Recently I was invited by a friend and colleague, Rev. Ryan Kiblinger to share a bit more about my understanding of authority. In the course of writing a response to his interesting questions, a metaphor stuck me.
Over the past several centuries in the Christian tradition we have been shaped by one of the cries of the Reformation, sola scriptura - Scripture alone. Which is the belief that the Bible contains all the knowledge necessary for salvation and holiness. And so for many Protestant traditions, scripture becomes the Ultimate Authority on all things. Perhaps not summed up any better than the bumper sticker which reads, "The Bible says it, I believe it, that settles it."

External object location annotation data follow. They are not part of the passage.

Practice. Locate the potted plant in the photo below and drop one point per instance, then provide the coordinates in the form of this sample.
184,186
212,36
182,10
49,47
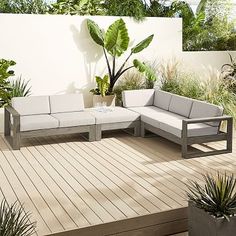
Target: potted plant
100,94
212,207
15,221
115,42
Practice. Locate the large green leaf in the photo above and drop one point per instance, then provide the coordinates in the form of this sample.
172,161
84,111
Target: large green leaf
201,7
117,38
95,32
143,44
145,69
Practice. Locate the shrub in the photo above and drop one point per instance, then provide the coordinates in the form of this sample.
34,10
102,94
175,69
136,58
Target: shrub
217,196
14,220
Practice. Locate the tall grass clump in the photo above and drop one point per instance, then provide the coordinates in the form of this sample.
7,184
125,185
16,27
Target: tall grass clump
14,221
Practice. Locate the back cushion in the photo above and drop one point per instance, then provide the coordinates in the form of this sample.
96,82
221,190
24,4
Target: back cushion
203,109
138,98
31,105
181,105
66,103
162,99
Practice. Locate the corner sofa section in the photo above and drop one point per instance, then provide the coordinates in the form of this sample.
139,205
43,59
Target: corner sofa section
182,120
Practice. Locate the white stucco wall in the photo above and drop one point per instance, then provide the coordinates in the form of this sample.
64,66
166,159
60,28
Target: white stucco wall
57,54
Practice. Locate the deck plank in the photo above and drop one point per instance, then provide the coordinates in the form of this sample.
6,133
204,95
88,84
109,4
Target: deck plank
70,184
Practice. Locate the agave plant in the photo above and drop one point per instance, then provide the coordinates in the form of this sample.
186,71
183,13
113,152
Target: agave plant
14,220
115,42
217,196
20,88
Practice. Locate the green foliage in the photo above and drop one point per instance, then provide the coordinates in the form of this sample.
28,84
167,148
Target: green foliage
229,73
133,8
77,7
117,38
5,73
116,43
142,45
24,6
146,70
11,88
102,86
217,196
213,89
14,220
95,32
20,88
129,81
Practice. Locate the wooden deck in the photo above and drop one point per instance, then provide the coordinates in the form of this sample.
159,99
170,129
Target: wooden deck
121,186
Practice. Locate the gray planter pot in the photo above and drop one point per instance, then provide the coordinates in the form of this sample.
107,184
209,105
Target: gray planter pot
200,223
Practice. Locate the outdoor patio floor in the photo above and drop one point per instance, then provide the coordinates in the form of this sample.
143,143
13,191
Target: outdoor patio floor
69,184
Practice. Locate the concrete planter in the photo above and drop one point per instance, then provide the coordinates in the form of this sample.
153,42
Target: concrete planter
109,100
202,224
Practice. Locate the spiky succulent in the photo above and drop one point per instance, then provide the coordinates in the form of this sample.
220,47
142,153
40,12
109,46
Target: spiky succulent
14,220
217,196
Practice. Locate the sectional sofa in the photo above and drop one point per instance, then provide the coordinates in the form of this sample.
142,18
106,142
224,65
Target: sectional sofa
182,120
62,114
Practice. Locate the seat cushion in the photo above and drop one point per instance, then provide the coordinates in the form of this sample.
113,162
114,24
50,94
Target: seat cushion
66,103
203,109
180,105
32,105
162,99
70,119
174,126
113,115
37,122
138,98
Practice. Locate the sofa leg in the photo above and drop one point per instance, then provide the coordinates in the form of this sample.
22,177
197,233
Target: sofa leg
7,121
229,141
142,130
184,150
92,133
98,132
137,130
16,141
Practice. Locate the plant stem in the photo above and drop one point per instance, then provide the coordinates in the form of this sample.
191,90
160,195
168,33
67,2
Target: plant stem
108,65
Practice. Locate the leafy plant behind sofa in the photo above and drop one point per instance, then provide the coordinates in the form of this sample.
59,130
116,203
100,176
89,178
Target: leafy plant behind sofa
11,88
115,42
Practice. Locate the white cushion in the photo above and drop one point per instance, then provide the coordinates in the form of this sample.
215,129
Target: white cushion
36,122
174,126
138,98
113,115
70,119
162,99
180,105
203,109
31,105
66,103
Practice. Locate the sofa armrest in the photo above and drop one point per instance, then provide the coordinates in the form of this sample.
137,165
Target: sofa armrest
229,119
207,119
12,111
138,98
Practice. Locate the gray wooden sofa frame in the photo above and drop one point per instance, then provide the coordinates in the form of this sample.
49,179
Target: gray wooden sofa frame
14,135
135,125
186,141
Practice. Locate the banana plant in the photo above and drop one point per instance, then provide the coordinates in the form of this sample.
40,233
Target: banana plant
115,42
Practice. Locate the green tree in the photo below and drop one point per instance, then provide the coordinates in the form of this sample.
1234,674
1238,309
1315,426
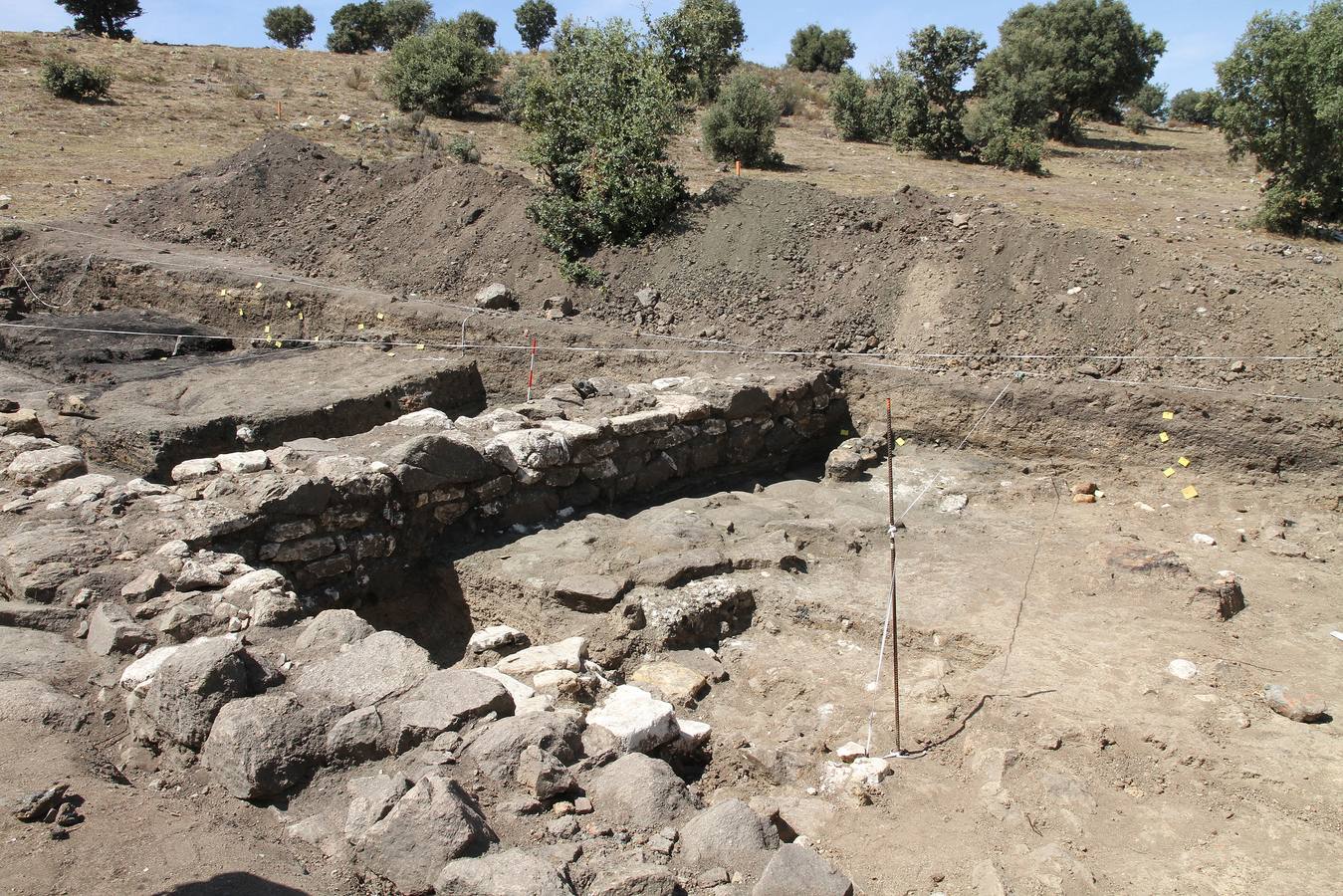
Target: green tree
939,62
600,126
403,18
289,26
1196,107
701,39
357,27
104,16
441,72
535,22
1089,55
478,24
1282,104
1151,101
816,50
742,122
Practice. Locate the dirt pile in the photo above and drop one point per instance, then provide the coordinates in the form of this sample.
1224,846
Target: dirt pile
762,264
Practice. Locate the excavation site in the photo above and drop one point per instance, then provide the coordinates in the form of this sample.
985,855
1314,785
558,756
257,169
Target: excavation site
901,542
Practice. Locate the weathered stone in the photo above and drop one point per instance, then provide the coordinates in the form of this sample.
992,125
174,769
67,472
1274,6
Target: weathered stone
433,823
1297,706
446,700
639,791
264,746
635,880
112,630
189,688
513,872
543,776
243,462
381,665
331,629
728,834
433,461
591,591
46,465
370,798
673,681
799,871
562,654
497,747
638,720
37,703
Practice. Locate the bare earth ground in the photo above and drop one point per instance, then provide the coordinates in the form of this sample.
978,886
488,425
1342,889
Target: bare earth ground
1073,765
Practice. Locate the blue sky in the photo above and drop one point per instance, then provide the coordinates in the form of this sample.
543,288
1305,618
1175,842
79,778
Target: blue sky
1198,33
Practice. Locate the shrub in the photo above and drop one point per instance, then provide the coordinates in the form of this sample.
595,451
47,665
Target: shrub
520,88
357,27
70,80
105,18
464,149
1282,105
1151,101
1085,54
816,50
849,105
600,123
740,125
403,18
442,72
1196,107
701,39
535,22
289,26
477,24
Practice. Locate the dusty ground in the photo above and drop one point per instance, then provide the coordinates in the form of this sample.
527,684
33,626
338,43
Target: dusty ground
1076,762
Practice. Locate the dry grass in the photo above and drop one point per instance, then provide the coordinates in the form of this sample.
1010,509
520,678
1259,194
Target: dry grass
181,107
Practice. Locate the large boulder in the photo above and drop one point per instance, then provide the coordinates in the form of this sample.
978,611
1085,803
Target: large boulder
639,791
46,465
446,700
437,460
635,719
513,872
189,687
730,834
264,746
497,747
331,629
381,665
431,825
799,871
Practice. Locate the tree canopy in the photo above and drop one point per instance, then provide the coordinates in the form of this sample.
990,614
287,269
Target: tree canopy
104,16
1282,104
289,26
535,22
1084,55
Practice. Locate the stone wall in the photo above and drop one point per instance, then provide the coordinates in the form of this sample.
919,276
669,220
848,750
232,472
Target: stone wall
327,512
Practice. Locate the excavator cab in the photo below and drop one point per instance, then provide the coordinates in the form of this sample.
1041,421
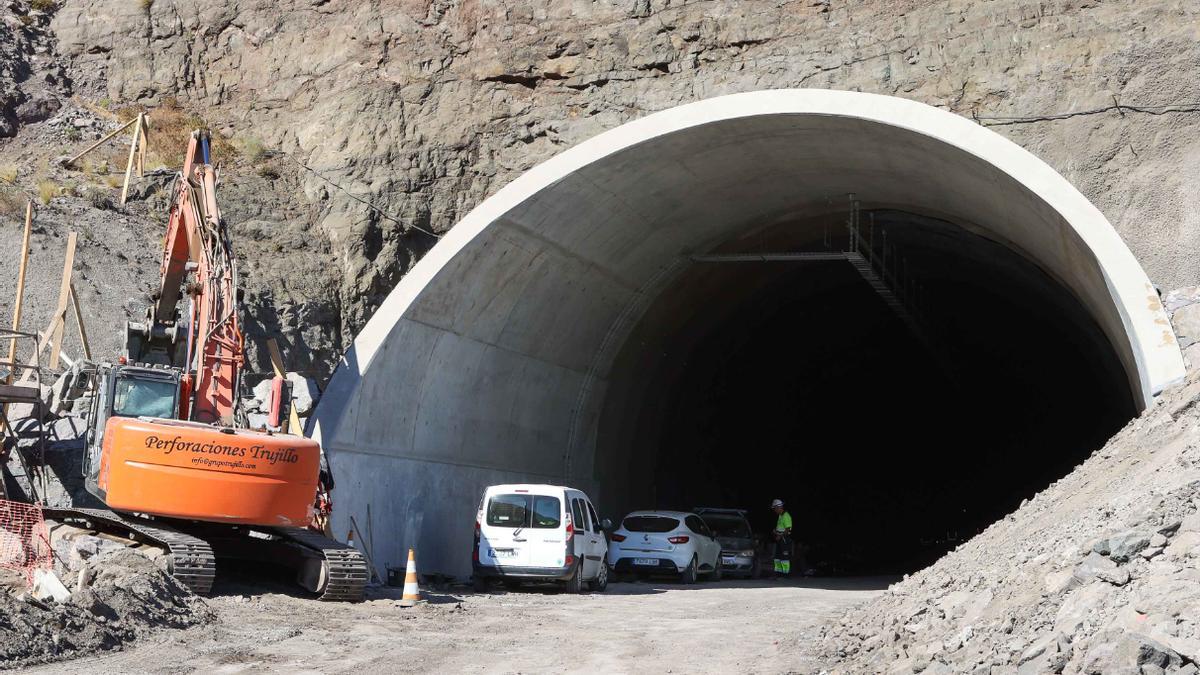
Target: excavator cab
125,390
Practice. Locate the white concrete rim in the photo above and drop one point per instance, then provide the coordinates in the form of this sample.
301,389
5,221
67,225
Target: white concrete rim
1155,350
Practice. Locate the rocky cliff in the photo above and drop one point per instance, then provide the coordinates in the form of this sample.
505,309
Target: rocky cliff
379,124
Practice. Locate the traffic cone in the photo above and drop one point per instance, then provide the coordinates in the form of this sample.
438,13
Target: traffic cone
412,591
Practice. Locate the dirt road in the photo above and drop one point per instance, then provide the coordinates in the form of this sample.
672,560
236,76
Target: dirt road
643,627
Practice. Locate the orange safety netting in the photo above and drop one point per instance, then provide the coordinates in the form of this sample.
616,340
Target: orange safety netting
24,538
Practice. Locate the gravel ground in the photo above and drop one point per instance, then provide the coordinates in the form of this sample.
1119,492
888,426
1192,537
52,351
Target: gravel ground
646,627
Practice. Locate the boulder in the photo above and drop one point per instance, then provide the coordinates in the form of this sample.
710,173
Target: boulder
37,109
1122,547
1129,652
1093,563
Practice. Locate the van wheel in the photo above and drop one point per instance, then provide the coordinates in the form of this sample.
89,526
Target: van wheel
600,583
575,584
689,574
715,574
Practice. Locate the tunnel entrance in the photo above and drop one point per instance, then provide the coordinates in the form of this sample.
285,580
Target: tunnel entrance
749,381
565,332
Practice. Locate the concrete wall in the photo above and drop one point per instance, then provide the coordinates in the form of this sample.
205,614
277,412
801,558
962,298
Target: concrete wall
489,362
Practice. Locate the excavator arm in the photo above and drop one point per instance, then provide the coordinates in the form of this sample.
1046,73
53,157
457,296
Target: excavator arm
198,270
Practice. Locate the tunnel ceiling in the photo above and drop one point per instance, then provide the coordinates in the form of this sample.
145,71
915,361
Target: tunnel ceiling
492,357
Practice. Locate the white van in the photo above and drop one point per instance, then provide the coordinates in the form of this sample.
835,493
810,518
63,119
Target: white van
539,533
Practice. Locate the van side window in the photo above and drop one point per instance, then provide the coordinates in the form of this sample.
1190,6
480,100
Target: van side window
581,521
595,521
547,512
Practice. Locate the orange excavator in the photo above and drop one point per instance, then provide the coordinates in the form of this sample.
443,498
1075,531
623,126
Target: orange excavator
169,451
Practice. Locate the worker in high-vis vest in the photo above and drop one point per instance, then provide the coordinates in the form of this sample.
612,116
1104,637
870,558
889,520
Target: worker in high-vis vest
783,539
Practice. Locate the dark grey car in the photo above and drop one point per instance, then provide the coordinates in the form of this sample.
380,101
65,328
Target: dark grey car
739,554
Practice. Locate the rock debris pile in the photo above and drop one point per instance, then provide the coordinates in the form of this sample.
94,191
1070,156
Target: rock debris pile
124,596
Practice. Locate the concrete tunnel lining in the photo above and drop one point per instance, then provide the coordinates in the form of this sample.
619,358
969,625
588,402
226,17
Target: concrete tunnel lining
489,360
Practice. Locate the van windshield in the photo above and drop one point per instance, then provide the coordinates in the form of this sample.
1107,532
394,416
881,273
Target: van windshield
649,524
525,511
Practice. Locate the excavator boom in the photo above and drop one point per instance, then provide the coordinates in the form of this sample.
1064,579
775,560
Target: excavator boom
166,441
205,341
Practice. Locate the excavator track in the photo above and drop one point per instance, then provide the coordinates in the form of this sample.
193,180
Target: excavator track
192,562
346,569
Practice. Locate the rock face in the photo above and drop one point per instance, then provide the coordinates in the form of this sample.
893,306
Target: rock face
425,108
1097,574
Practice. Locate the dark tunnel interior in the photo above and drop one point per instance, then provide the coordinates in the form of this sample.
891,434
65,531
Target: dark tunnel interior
744,382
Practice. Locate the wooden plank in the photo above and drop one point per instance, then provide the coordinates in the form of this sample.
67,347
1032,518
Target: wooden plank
277,365
129,165
142,147
21,298
99,143
43,339
64,299
83,330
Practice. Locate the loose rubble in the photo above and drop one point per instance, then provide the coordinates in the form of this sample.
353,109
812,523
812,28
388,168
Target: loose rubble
115,597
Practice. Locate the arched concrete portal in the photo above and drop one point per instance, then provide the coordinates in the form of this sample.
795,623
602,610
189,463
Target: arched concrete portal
490,360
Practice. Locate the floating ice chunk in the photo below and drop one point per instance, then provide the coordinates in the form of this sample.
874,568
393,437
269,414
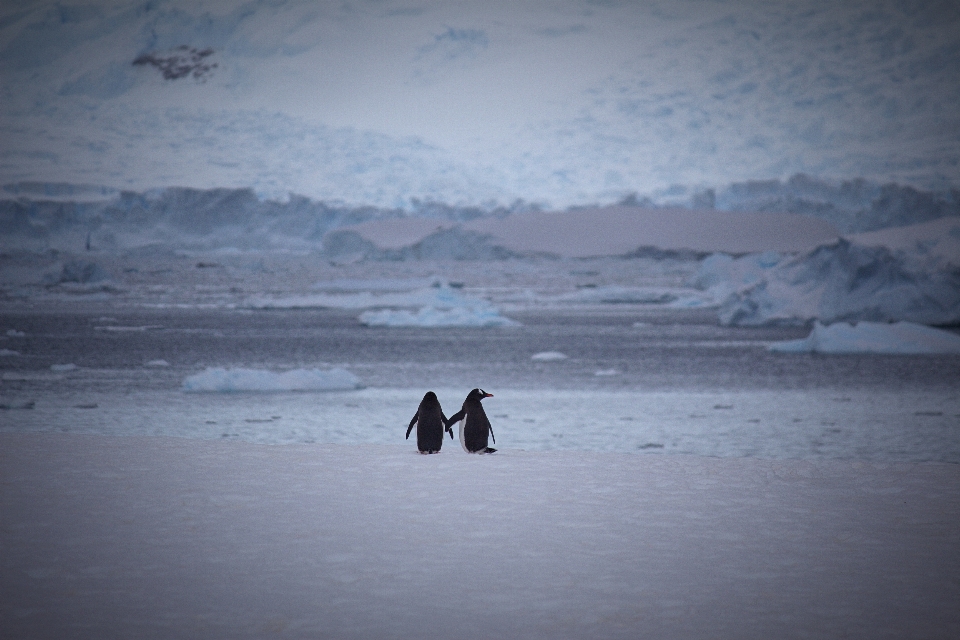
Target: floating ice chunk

Over the years Protestants began to place more and more emphasis on the authority of the scripture to the point that some of us elevate scripture to the point of idolizing the Bible. The Bible has held the position of privilege as the primary authority for so long that it is hard to remember there was a time when the Bible was not the Ultimate Authority in Christianity. There was a time it was the Pope. There was a time it was the Church. There was a time it was the Emperor.
Today the position of privilege the Bible has maintained is up for grabs. Not because the Bible is less True or less authoritative but that it is becoming more and more the case that the new authority is the "community".
Some are threatened by this idea that the community is becoming the privileged position of authority because there is the fear of some from of relativism. However, I want to submit the authoritative community for the Christian is not a group of people. The authoritative community for the Christian is a broad group that spans time and space. The community includes but is not limited to:
- Jesus
- Holy Spirit
- God
- Scriptures
- Tradition
- Reason
- Experience
- The Holy Spirit
- Local customs and traditions
- Science
- The stories of the saints of the past
- Current incarnation of the Church
And so, just like any community, there are times in which one member of the community might have a greater voice in one area and a diminished voice in another. This does not mean the voice is not authoritative but that the voice is in conversation with other authoritative voices and the community in order to discern Wisdom, Beauty, Grace, Justice and Truth.
This is why the Bible is not the Ultimate Authority for me. It is one member of the community of authority that guides and directs me. At times it has more weight than others, but even the Bible can be vetoed by other voices of the community (Jesus vetoed some of the way the Biblical tradition was understood).